If you have multiple GPUs, you can easily leverage them by simply specifying how many GPUs you have in the `Run Training` tab. With it, it'll divide out the workload by splitting the batches to work on among the pool (at least, my understanding).
However, training large datasets (several thousand+ lines) seems to introduce some instability (at least with ROCm backends). I've had so, so, so, ***so*** many headaches over the course of a week trying to train a large data:
* initially, I was able to leverage insane batch sizes with proportionally insane gradient accumulation sizes (I think something like bs=1024, ga=16) for a day, and recreating configurations with those values will bring about instability (after one epoch it'll crash Xorg and I can never catch if it's from a system OOM). This could just be from additional adjustments, however.
* worker processes count need to be reduced, as it spawns more processes for each GPU, leading to more system RAM pressure. If you have tons and tons of VRAM, you shouldn't worry (something like 1.5X your combined VRAM size should be fine).
* using a rather conservative (~2%) validation dataset size will cause the GPUs to crash, or time out.
* I believe a finished GPU will block until the other GPU finishes its data, even with GPUs at near-parity, it allegedly offers some delay (efficacy of a remedy to this is still being tested)

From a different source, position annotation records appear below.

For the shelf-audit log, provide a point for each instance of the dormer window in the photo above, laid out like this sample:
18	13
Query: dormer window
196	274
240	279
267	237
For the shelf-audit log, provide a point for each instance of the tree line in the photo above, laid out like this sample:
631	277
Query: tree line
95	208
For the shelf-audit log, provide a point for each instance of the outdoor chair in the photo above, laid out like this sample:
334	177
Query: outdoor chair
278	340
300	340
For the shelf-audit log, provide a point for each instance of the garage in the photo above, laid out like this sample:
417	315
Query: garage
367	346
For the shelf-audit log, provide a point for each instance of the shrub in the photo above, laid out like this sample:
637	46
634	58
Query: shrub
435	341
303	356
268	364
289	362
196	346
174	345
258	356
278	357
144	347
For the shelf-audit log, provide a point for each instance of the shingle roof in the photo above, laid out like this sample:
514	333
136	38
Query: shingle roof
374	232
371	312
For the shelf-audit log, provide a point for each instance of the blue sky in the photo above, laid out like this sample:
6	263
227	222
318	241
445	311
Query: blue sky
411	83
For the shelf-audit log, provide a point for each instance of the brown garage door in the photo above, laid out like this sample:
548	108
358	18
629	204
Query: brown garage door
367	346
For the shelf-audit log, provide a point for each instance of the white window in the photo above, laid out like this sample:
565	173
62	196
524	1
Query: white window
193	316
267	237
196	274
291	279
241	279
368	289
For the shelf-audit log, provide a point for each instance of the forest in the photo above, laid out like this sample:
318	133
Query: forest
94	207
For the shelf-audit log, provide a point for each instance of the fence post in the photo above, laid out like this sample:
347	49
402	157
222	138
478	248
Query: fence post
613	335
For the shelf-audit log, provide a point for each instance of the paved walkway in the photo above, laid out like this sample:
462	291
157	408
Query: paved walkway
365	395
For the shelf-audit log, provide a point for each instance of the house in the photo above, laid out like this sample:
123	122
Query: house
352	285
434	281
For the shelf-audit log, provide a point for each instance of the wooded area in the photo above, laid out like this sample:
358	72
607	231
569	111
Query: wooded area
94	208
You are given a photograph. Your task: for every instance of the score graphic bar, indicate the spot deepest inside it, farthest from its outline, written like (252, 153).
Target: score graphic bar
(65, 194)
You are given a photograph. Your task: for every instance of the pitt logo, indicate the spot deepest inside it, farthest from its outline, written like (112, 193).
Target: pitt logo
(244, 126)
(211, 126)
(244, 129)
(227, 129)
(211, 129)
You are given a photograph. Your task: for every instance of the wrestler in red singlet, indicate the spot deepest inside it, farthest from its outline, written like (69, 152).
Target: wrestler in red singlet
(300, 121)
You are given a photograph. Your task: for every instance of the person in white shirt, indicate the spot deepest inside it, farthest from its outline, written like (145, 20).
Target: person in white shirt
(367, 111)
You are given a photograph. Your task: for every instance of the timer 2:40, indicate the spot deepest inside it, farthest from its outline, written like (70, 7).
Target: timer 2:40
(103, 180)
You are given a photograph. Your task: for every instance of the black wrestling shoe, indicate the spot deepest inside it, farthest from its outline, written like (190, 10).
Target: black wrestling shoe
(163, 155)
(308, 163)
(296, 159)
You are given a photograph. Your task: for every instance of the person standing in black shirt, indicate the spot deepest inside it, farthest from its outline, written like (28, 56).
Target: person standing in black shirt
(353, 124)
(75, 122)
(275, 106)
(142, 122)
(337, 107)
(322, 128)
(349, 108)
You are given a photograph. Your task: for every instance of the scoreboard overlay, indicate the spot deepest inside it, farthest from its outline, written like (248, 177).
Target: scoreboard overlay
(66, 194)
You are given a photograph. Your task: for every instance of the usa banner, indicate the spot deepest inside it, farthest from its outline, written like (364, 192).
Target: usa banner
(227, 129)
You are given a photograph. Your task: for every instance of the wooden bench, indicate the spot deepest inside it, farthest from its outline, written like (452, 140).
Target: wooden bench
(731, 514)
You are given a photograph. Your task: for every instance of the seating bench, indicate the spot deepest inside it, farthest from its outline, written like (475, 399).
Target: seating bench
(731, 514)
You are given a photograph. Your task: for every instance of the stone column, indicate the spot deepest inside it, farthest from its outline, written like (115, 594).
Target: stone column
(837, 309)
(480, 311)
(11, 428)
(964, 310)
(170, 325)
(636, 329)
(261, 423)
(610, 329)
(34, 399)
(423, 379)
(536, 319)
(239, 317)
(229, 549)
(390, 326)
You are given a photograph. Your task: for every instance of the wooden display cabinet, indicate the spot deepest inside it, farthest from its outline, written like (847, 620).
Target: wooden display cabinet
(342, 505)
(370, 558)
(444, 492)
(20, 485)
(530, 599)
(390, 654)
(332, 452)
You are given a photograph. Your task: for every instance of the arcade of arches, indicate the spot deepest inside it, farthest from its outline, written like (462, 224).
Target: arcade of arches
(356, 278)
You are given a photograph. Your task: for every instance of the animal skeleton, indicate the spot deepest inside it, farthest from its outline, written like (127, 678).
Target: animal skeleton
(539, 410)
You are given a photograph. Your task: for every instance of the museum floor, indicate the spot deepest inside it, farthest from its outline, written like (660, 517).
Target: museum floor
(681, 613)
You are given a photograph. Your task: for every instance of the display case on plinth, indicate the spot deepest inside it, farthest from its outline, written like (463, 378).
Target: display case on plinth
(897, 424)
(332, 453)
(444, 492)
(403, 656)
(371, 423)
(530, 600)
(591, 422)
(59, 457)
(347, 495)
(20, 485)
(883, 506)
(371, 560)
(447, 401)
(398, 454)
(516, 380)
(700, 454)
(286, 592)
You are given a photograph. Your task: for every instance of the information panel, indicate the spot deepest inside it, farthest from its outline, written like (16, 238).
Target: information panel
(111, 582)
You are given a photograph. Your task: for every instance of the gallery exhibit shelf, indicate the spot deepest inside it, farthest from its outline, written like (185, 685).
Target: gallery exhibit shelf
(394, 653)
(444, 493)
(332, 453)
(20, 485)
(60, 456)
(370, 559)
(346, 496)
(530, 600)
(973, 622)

* at least for CosineAnnealingLR, it does not seem to step down when using multiple GPUs.
* it's very, very easy to fuck it up where the text model trains "better" (relatively) compared to the mel (not good).
* there *may* be additional configuration changes needed for it, but some hints just cause more harm than good.
Smaller workloads seem to not have these egregious issues (a few hundred lines), at least in my recent memory.